Die EU-Grundrechte-Charta ist den Herausforderungen unserer Zeit nicht mehr gewachsen: Ferdinand von Schirach will sie erweitern – mit Beteiligung der Bürger und Bürgerinnen.

Kultur: Stefan Kister (kir)

Stuttgart - Ferdinand von Schirach ist so etwas wie die oberste Rechtsinstanz der deutschen Literatur. Mit seinen Theaterstücken hat er das mediale Plebiszit auf dem Feld des ästhetischen Urteils etabliert, seine True-Crime-Erzählungen haben ein Millionen-Publikum mit der Kasuistik verzwickter Rechtsfälle bekannt gemacht. Auch sein neues Projekt setzt auf die Beteiligung des Publikums, und zwar in Gestalt der Bürger und Bürgerinnen der Europäischen Union. Denn sein eben erschienenes Manifest „Jeder Mensch“ will nichts geringeres, als der Grundrechte-Charta der EU ein zeitgemäßes Update verpassen.

 

Wir stünden vor neuen Herausforderungen, die die Mütter und Väter der alten Verfassungen in Europa noch nicht gekannt hätten, schreibt der ausgebildete Jurist im Vorwort des schmalen Büchleins. Das Internet und die „sogenannten Sozialen Medien“, die Globalisierung, die Macht der Algorithmen und der Klimawandel erforderten eine Ergänzung der Charta. Sechs zusätzliche Artikel sieht sein Vorstoß vor.

Recht auf Wahrheit

Sie betreffen das Recht, in einer gesunden und geschützten Umwelt zu leben, digitale Selbstbestimmung, Fragen der künstlichen Intelligenz, aber auch den Anspruch, nur solche Waren und Dienstleistungen angeboten zu bekommen, die unter Wahrung universeller Menschenrechte hergestellt wurden. Ins dunkle Herz des postfaktischen Zeitalters zielt der vierte Artikel: „Jeder Mensch hat das Recht, dass Äußerungen von Amtsträgern der Wahrheit entsprechen.“ Gegen die Verletzung der Charta soll vor den Europäischen Gerichten geklagt werden können.

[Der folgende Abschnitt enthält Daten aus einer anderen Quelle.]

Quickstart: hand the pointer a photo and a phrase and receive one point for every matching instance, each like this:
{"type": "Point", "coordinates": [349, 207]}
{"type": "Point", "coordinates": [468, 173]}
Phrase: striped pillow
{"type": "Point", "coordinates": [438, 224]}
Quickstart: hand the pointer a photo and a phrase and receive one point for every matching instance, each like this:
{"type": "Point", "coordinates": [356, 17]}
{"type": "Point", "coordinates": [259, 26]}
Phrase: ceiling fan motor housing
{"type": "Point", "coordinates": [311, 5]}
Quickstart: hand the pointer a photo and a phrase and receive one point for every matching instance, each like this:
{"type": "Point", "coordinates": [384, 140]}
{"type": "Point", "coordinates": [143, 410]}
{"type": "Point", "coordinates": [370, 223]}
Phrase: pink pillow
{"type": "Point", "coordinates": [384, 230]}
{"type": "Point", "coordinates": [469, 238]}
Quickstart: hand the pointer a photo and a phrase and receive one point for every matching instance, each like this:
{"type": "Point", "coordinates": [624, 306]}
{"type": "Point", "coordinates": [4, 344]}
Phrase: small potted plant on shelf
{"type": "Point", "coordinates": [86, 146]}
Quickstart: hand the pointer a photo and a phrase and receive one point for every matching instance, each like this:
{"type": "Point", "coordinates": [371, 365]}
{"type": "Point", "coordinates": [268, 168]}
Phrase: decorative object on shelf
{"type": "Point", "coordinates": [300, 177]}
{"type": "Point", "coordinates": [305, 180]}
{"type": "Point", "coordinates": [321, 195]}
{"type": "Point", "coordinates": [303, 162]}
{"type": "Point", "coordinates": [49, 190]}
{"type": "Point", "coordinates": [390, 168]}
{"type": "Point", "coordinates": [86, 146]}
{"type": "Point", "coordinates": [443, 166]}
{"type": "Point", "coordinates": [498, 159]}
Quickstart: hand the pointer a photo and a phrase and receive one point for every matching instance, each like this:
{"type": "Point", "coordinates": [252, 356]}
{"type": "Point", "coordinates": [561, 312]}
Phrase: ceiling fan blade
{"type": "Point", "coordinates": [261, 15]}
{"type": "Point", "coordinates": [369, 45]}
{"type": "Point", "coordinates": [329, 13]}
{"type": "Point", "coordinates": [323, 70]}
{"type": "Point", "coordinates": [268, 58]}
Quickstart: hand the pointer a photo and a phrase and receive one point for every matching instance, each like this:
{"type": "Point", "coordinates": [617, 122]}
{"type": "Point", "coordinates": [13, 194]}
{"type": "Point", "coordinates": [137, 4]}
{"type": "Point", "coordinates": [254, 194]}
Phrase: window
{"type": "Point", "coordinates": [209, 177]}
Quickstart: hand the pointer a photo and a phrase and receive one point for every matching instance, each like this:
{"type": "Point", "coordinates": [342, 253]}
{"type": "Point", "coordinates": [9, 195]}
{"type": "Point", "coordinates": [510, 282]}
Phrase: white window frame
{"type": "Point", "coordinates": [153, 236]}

Auf der Webseite www.jeder-mensch.eu, die demnächst freigeschaltet werden soll, können alle Bürgerinnen und Bürger der Europäischen Union die Initiative unterstützen und den Impuls für einen Verfassungskonvent geben. Die Corona-Krise habe gezeigt, dass in einer Demokratie alles möglich werde, wenn Gefahr drohe: „Diese Kraft brauchen wir jetzt.“ Zahlreiche Intellektuelle, Rechtswissenschaftler, Künstler und Prominente unterstützen von Schirachs Unternehmung, darunter die SPD-Politikerin Katarina Barley und der Satiriker Jan Böhmermann.

Ferdinand von Schirach: Jeder Mensch. Luchterhand Literaturverlag. 32 Seiten, 5 Euro.